Founding member of American Council on Japan

Personal details
- Born: 11 May 1893 Kobe, Japan
- Died: 17 August 1957 (aged 64)

= Compton Packenham =

British-American journalist (1893–1957)

Thomas Compton Packenham, (11 May 1893 – 17 August 1957) was a British-American journalist. He served as a British Army officer in the First World War, and worked at the American Council on Japan.

==Early life==
Packenham was born 11 May 1893 in Kobe, Japan. His father was British and managed a shipyard. He spoke fluent Japanese. He had spent his early childhood in Japan. He served in the Coldstream Guards as a lieutenant colonel, was awarded the Military Cross (MC) and mentioned in despatches.

==Career==
Packenham worked in the New York Times in the 1920s. He was the author of The Rearguard (1930.) He was the Tokyo Correspondent of Newsweek after World War II. In 1946 he was appointed the bureau chief of Newsweek in Japan. He was part of the American Council on Japan. He helped found the council in late June 1948 in Harvard Club in New York City. Upon the recommendation the Emperor of Japan, Packenham helped John Foster Dulles meet Japanese politicians and businessmen. In 1947 he engaged in bitter criticism of Supreme Commander for the Allied Powers.

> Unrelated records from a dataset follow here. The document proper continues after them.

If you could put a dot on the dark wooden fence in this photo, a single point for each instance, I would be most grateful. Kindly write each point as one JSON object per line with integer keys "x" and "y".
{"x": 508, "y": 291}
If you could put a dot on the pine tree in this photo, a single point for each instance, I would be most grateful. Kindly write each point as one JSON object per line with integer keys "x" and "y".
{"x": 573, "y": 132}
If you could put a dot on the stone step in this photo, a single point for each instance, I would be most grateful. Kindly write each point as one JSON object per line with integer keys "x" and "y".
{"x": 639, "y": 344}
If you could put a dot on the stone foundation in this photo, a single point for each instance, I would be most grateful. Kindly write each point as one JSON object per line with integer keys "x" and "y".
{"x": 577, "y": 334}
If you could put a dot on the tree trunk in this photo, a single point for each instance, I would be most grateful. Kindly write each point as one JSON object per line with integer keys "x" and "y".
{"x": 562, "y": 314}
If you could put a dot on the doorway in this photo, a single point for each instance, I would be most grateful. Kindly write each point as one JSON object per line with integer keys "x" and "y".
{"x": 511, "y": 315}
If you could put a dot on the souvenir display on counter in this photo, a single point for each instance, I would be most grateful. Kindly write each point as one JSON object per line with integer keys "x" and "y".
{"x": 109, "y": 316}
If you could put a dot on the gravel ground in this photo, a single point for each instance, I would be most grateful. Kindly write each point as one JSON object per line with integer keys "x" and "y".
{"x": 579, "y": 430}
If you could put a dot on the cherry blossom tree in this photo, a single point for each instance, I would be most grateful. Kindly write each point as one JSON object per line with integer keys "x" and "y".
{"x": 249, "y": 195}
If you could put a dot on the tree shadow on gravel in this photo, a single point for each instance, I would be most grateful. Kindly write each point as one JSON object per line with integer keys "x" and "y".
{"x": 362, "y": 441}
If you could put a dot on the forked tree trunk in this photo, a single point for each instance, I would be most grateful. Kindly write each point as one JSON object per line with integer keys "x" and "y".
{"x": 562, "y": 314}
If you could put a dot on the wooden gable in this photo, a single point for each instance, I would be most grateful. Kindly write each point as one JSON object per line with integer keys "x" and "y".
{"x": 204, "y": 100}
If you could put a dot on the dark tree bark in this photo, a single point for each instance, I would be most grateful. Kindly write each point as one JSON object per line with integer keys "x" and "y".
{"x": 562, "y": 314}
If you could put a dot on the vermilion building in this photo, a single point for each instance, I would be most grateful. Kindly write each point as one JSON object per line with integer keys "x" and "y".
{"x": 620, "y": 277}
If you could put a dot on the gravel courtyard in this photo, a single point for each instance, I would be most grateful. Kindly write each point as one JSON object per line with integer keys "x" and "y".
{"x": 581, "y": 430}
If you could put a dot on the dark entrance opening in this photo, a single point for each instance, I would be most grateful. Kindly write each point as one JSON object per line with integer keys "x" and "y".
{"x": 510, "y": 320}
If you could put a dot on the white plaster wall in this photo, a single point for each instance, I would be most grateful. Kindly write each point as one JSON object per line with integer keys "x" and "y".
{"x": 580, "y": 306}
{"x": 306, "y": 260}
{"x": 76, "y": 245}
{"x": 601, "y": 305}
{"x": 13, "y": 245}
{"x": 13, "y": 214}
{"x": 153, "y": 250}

He along with others of the American Council on Japan taught Nobusuke Kishi English and helped him improve his image. They helped him become Prime Minister of Japan. In Japan during the post-World War II occupation period, he helped Japanese government officials communicate with senior US politicians and officials. The Japanese government was able to circumvent MacArthur's communication blockade. Compton Packenham died 17 August 1957.

==Personal life==
In 1915, Packenham married Phyllis Price. Their daughter, Simona, was born in 1916; she never met her father. They soon separated as "he had taken no time at all to reveal himself as a most unsatisfactory choice".

In January 1918, Packenham was on leave from the Army in London, and he met and began a relationship with Alma Dolling, a war widow. In October 1918, Packenham wrote a letter to his first wife informing her their marriage was over. Alma was cited in the Packenham's divorce in 1920, and she married him in 1921. However, once again, his marriage failed and Alma left him to return to her native Canada: their marriage formally ended in divorce in 1925.